The Dublin Gazette is the record of official Ireland, published occasionally from the late seventeenth to early eighteenth centuries, and continuously from 1711 to 1922. No complete run of all issues of the Gazette survives, but by combining the holdings of our archival partners the Virtual Record Treasury of Ireland is working to reassemble this unique source. This curated collection highlights the mid-eighteenth century, reflecting not only elite politics but also daily life, from street-crime to food prices and shipping news.

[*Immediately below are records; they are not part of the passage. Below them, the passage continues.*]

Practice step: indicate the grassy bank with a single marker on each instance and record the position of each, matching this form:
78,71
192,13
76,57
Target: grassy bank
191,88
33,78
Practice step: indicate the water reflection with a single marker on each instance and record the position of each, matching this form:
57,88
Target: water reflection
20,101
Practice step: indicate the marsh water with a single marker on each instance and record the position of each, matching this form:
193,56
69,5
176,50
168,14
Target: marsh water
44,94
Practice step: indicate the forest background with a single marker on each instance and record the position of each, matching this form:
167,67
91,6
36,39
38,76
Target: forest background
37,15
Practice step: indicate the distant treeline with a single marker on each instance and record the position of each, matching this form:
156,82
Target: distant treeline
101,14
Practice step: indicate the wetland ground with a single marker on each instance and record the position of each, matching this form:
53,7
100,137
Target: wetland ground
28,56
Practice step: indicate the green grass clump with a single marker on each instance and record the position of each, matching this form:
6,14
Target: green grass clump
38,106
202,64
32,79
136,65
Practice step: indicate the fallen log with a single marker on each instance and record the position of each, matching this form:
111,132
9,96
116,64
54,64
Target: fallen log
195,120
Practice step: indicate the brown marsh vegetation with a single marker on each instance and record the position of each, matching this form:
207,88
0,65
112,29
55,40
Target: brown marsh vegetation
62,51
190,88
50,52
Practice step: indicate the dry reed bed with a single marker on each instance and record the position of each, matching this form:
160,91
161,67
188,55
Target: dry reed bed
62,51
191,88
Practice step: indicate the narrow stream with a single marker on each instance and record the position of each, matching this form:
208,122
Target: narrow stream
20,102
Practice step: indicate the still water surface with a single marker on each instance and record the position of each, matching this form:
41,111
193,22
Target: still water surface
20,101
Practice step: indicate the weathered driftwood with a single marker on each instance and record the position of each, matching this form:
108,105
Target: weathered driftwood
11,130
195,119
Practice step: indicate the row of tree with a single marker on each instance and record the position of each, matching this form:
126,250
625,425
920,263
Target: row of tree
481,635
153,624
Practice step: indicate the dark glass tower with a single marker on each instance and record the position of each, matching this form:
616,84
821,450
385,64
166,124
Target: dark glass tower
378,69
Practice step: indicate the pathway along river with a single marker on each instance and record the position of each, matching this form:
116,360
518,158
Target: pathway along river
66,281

The Virtual Treasury, in collaboration with the Oireachtas Library, the Library of the Honorable Society of King’s Inns, the Free Library Company of Philadelphia and the National Library of Ireland, is compiling a collection of selected issues of the Gazette to illustrate the broad range of topics dealt with across the centuries of its publication. In between the daily business of government are items on trade, law and order, and moments of historical significance. Across hundreds of years and tens of thousands of issues a range of printers produced the Dublin Gazette, but the format remained remarkably consistent. Even at the end of British rule and the establishment of the Irish Free State – a moment of major constitutional upheaval – the same printer continued to produce the same sort of content in the usual two-column format, simply replacing the royal crest with the new title ‘Iris Oifigiúil’ (Official Gazette, or Magazine) in Gaelic typeface. The subtitle ‘published by authority never changed.
On the establishment of the Irish Free State the gazette continued as the official government publication, under the new title of Iris Oifigiúil. It still appears each Tuesday and Friday, in print and now online – an example of official records persisting for more than three centuries, and despite the profound constitutional changes of 1800 and 1922.